Summary. The manuscript proposes Memory Sparse Attention (MSA), an end-to-end trainable memory model framework that uses scalable sparse attention, document-wise RoPE, KV cache compression, Memory Parallel, and Memory Interleaving to achieve linear complexity in both training and inference. It claims to scale to 100M tokens with less than 9% degradation relative to 16K-token performance, dynamic memory updates, and superior results over frontier LLMs, RAG systems, and memory agents on long-context benchmarks, thereby decoupling memory capacity from reasoning.

Significance. If the empirical claims hold, the work would be significant for enabling lifetime-scale intrinsic memory in LLMs without the precision loss or latency growth of prior hybrid linear attention, RNN-style, or external-storage approaches. The combination of linear scaling, dynamic updates, and multi-hop reasoning support via Memory Interleaving could open applications in large-corpus summarization and long-history agents.

major comments (2)
  1. [Abstract] Abstract: The central claim of linear complexity in training and inference together with <9% degradation from 16K to 100M tokens is load-bearing yet unsupported by any complexity derivation, benchmark tables, or ablation results in the provided text; without these the stability assertion cannot be evaluated.
  2. [Abstract] The assumption that document-wise RoPE and scalable sparse attention preserve reasoning accuracy at 100M scale without hidden precision loss is stated but not accompanied by any precision or stability analysis; this directly affects the 'exceptional stability' claim.
minor comments (1)
  1. [Abstract] The abstract introduces several new terms (Memory Sparse Attention, Memory Interleaving, Memory Parallel) without a brief forward reference to their definitions or sections.

Simulated Author's Rebuttal

2 responses · 0 unresolved

We thank the referee for the detailed and constructive feedback on our manuscript. The comments highlight the need for explicit supporting evidence for the core claims in the abstract. We will revise the manuscript to incorporate complexity derivations, benchmark tables, ablation results, and precision/stability analyses, thereby strengthening the presentation of our results.

read point-by-point responses
  1. Referee: [Abstract] Abstract: The central claim of linear complexity in training and inference together with <9% degradation from 16K to 100M tokens is load-bearing yet unsupported by any complexity derivation, benchmark tables, or ablation results in the provided text; without these the stability assertion cannot be evaluated.

    Authors: We agree that the abstract claims require explicit supporting material for full evaluation. Section 3 of the manuscript derives the O(N) complexity for both training and inference via the sparse attention formulation and document-wise RoPE. We will add a dedicated complexity analysis subsection, include a table reporting end-to-end performance and degradation metrics across context lengths from 16K to 100M tokens, and provide ablation studies isolating the contribution of each component to the observed <9% degradation. These additions will be included in the revised manuscript. revision: yes

  2. Referee: [Abstract] The assumption that document-wise RoPE and scalable sparse attention preserve reasoning accuracy at 100M scale without hidden precision loss is stated but not accompanied by any precision or stability analysis; this directly affects the 'exceptional stability' claim.

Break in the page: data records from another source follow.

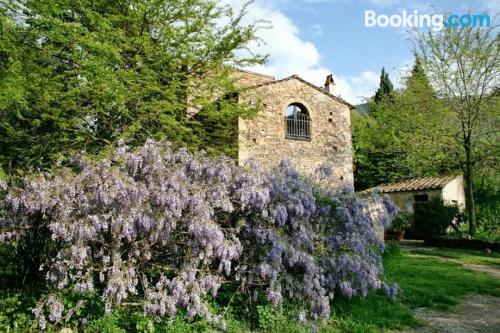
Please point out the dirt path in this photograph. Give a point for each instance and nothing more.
(477, 313)
(490, 270)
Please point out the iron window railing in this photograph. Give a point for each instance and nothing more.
(298, 126)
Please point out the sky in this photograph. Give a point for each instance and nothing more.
(313, 38)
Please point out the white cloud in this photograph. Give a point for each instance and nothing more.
(290, 54)
(355, 89)
(317, 30)
(492, 7)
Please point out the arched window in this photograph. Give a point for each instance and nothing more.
(297, 122)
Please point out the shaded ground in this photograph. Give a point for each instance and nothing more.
(415, 247)
(477, 313)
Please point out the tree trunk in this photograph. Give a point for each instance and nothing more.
(471, 209)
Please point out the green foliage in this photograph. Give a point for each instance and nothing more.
(83, 75)
(385, 89)
(402, 222)
(487, 194)
(433, 218)
(15, 314)
(407, 136)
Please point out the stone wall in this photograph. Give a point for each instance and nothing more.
(377, 210)
(454, 193)
(263, 136)
(405, 200)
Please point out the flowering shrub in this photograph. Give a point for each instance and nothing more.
(169, 227)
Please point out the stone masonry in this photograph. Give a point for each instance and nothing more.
(263, 137)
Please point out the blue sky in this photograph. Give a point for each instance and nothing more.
(313, 38)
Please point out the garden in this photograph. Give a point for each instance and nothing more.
(123, 210)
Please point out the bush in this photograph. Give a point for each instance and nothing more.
(434, 218)
(165, 229)
(402, 222)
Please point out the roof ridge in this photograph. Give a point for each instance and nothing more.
(295, 76)
(421, 183)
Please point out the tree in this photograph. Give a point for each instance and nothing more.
(82, 75)
(385, 89)
(404, 137)
(463, 65)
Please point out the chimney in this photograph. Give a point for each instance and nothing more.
(330, 84)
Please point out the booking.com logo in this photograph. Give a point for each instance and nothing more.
(436, 21)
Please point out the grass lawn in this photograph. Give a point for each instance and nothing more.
(467, 256)
(425, 282)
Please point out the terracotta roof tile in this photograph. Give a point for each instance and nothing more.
(413, 184)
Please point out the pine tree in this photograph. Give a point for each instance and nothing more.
(385, 88)
(82, 75)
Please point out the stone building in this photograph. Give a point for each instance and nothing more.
(407, 193)
(302, 122)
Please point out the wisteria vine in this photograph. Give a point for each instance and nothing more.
(170, 227)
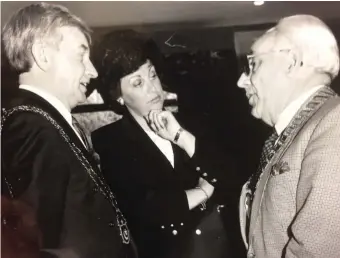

    Authors: We acknowledge the absence of a dedicated precision/stability analysis in the current text. We will add a new subsection (likely in Section 4 or 5) that reports numerical precision metrics (e.g., attention score distributions, KV cache quantization effects) and stability measurements (e.g., perplexity and downstream task variance) when scaling from 16K to 100M tokens under document-wise RoPE and sparse attention. Empirical results from our 100M-token experiments will be presented to substantiate the stability claim. This analysis will be incorporated in the revision. revision: yes

Circularity Check

0 steps flagged

No significant circularity in derivation chain

full rationale

The abstract and framework description introduce MSA via explicit innovations (scalable sparse attention, document-wise RoPE, KV cache compression, Memory Parallel, Memory Interleaving) that are positioned as direct engineering solutions for linear complexity and <9% degradation scaling. No equations, self-referential definitions, fitted inputs renamed as predictions, or load-bearing self-citations appear that would reduce any claim to its own inputs by construction. The stability and scaling assertions are tied to the listed mechanisms without internal loops or uniqueness theorems imported from the same authors. The derivation remains self-contained against external benchmarks as described.

Axiom & Free-Parameter Ledger

0 free parameters · 1 axioms · 1 invented entities

The central claims rest on the unproven assumption that sparse attention plus document-wise RoPE can replace full attention at extreme lengths without accuracy collapse; no free parameters, axioms, or invented entities are explicitly quantified in the abstract.

axioms (1)
  • domain assumption Sparse attention mechanisms can maintain near-full-attention accuracy at 100M-token scales.
    This is the load-bearing premise behind the linear-complexity and low-degradation claims.
invented entities (1)
  • Memory Sparse Attention (MSA) no independent evidence
    purpose: Core mechanism for linear-complexity memory scaling.
    Newly introduced framework component.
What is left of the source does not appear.